Secret of the Moon Conch not only blends together two lives separated by time and history, it also blends sweeping storytelling with epic action. It melds the modern conflict of immigration with the often forgotten and overlooked history of the indigenous people of Mexico—along with a literal love story for the ages.
This book is triumph, tragedy, and tradition mixed with the magic of soul and spirit embodied by a rich culture undaunted by time and borders.

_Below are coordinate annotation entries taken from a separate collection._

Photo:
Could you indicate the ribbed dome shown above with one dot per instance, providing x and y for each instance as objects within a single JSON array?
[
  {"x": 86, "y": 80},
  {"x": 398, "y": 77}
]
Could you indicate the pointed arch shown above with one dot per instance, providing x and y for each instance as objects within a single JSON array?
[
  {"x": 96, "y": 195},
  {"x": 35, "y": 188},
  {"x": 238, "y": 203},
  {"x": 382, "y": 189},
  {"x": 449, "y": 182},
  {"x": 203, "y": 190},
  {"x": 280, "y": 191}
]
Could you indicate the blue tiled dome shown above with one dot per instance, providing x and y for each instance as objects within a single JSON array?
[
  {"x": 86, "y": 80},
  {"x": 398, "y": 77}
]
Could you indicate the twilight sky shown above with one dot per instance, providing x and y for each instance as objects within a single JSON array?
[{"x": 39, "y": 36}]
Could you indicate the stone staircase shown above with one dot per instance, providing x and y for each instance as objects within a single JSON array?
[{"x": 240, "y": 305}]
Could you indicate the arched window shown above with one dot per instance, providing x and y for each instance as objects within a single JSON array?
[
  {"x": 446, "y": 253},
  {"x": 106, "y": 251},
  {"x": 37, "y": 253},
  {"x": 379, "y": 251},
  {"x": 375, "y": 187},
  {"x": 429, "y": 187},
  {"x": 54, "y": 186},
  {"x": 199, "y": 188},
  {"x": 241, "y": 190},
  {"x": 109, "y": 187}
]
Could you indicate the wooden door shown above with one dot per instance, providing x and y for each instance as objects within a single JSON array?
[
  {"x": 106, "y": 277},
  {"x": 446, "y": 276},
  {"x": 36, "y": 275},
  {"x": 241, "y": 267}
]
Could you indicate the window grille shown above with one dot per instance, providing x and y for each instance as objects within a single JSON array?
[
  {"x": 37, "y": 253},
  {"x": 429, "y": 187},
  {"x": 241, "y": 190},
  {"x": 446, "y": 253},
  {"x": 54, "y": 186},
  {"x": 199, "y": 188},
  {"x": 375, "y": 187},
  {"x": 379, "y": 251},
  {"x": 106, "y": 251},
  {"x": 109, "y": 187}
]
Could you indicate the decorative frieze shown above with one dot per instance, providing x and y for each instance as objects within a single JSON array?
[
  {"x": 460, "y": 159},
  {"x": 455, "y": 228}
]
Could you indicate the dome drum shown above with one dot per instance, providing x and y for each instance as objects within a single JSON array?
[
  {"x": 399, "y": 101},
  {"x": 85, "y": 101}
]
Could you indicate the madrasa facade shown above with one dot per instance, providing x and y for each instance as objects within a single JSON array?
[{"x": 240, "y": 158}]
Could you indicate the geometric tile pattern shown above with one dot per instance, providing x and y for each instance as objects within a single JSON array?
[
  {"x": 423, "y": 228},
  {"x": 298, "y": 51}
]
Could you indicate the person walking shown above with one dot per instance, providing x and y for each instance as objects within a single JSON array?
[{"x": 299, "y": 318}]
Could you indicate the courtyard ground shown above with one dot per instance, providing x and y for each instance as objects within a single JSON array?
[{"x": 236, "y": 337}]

Mexikid: A Graphic Memoir by Pedro Martín
Family road trips often resurface as the banter that fuels the conversation at family gatherings, but when the road trip is a 2,000-mile excursion from California to Jalisco, Mexico with 11 family members caravanning in multiple vehicles and a Chieftain Winnebago to pick up their widowed Abuelito to come and live with them in their house built for five, it makes for the pages of a delightfully poignant and humorous graphic novel memoir.
In Mexikid, Pedro Martín wonderfully recounts his childhood experience of living between two worlds—their world in Mexico and their world in the United States. Throughout the pages that drip with angst, agony, and the humor of adolescence and being the seventh of nine children, Martín unfolds a narrative that is completely relatable but also his unique experience. Filled with the ridiculousness of brothers: “You can punch someone through a pillow really hard, call them a ‘FAT HEAD’ all day long but still love them enough to share a soda with them.” “I’m kidding! Who shares a soda? Gross!” Mexikid also resonates with difficult truths: “It was hard to hear stories about your parents being scared for their lives. Being so poor they had to run away to a faraway place in order to make money…AT SIXTEEN!” (Martín 47, 192).
Mexikid is a fun, fast read that young and old will find delightful and worth a grito or two.